她还记得此刻桌前还有人在等待,于是强撑着站了起来,将甘草药丸放在了柜台上。
只是,站在那里的男人却并没有立刻将它接过去,而是说道:“你是医生,还得了难以治疗的病症?”
无惨在隔壁的城镇便听说了这家医馆中的女医者医术高超,却得了绝症。
“医者不自医罢了。”珠世苦笑着说道。
无惨看着她,开口说道:“我有方法医治你,不知医者小姐是否愿意尝试?”
他突兀的问话让珠世有些警惕,只是男人无论衣着还是气质都像是养尊处优的贵族,她的身上并没有对方能够贪图的东西。
“我需要付出什么吗?”珠世很清醒地询问道。
无惨想了想,说:“那便如同现在这样,济世救人。”
鬼舞辻无惨并没有高明的医术,但他知道谁也许有方法可以医治珠世。如果不到最后一步,无惨是不会随意将自己的鲜血赐予他人的。

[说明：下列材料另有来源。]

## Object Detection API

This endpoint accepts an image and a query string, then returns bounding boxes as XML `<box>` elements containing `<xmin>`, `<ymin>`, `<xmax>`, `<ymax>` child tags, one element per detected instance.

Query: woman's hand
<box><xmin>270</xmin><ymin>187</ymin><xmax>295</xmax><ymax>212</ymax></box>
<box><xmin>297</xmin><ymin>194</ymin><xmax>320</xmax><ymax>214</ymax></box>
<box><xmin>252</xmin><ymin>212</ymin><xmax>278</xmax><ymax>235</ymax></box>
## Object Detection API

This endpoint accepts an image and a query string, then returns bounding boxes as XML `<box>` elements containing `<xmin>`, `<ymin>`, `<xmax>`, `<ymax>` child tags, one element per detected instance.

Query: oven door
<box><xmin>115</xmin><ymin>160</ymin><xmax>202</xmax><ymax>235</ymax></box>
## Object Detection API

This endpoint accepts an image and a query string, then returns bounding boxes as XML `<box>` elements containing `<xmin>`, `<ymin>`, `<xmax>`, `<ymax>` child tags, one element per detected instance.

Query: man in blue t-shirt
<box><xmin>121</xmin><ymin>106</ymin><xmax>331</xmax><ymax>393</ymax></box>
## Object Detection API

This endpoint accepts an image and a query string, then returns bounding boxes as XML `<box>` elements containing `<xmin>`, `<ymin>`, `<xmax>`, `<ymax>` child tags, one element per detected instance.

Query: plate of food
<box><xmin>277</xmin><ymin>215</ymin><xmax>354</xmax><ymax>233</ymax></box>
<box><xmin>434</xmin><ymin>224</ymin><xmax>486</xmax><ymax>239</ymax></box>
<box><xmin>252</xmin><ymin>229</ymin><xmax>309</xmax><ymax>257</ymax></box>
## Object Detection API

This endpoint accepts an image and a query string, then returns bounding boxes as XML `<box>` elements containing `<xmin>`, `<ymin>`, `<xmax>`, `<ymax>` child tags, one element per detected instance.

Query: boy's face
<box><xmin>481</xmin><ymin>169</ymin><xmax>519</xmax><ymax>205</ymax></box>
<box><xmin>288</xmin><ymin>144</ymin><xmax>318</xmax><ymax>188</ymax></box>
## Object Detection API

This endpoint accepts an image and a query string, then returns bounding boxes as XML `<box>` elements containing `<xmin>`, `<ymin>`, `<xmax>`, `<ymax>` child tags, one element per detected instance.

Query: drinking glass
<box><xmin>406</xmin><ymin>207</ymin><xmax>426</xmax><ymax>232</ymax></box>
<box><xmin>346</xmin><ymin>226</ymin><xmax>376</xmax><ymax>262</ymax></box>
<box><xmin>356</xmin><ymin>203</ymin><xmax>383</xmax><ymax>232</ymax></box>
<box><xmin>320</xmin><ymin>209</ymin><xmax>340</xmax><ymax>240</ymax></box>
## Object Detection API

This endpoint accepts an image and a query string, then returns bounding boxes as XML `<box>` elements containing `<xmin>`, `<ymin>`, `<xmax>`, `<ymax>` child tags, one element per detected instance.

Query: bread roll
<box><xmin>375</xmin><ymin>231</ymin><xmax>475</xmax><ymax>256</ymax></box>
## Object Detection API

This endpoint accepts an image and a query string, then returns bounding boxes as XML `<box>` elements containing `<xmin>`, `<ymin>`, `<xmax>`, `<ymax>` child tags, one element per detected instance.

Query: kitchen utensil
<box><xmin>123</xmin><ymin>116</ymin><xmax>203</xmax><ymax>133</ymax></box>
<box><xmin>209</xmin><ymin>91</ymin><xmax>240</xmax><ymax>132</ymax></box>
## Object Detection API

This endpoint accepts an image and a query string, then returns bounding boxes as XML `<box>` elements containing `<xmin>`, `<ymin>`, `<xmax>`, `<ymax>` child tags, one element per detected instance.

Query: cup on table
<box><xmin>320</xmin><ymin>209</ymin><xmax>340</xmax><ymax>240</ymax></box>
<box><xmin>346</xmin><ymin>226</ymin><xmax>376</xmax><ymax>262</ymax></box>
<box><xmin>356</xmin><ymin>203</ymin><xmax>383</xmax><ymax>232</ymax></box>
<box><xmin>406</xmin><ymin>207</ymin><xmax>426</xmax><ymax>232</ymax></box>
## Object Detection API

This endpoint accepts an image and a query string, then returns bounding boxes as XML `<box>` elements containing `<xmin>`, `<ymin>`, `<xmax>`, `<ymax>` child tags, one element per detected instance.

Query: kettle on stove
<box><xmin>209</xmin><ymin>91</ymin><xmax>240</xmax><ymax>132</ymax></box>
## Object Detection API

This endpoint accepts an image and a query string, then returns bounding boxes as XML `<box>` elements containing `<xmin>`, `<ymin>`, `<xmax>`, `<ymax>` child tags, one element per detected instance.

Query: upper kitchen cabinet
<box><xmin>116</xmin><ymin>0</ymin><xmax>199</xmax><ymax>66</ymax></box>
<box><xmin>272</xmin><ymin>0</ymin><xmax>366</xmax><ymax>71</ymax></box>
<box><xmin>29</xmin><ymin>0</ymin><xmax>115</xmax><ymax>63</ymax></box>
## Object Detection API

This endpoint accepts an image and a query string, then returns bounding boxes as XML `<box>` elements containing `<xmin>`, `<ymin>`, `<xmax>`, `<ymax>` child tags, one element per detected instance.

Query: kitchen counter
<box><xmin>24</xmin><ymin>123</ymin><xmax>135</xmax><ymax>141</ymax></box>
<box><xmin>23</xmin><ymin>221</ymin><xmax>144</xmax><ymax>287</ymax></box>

于是,一日之后,多纪修风尘仆仆地来到了这个医馆前,为珠世诊治。
他的确有方法治好对方,而两人都精通医术,互相交流之间都受益颇多。
多纪修发觉,无惨似是真的发生了变化。如果在以前,他不会试图去救人,更不可能专程将他叫来这里。
——这样,应当是好的变化吧。
——————
人类的平安时代迎来了落幕,而这与隐居山林的无惨并没有太多关系。
鬼舞辻无惨有着如同神明一样漫长而不老不死的生命,他也常常变幻不同的身份到人世间游历,看着普通人朝代的更迭。
多纪修依旧像是之前那样四处救死扶伤,在兵戈较多的时代,动辄便是成百上千的伤亡,医生更是忙得脚不沾地。
无惨在一名贵族武士的家中寻了个剑道老师的差事,教导他们的长子使剑。
武士家的姓氏为继国,长子名为继国岩胜。
他的天赋在普通人之中算是优秀,教导的第一天便很努力。
无惨指导了他,很轻易地在廊下看到了正用羡慕的目光看着这里的、继国岩胜的胞弟继国缘一。
他并未太过在意,贵族家的弯弯绕绕他都知道,却并不打算去插手。只是,这个孩子对他说的第一句话,便让无惨的表情僵住了。
“老师,您为什么有着七颗心脏?”小小的继国缘一问道。
鬼舞辻无惨眼神凌厉了一瞬,看向他,却见小孩只是天真的好奇,于是将警戒放低了一些。
“你要试试学一点剑术吗?”无惨询问道。
继国缘一点点头。
于是,站在庭院之中的继国岩胜便看到了他这一生都不会忘记的战斗,他的眼睛甚至无法跟上这两个人的残影。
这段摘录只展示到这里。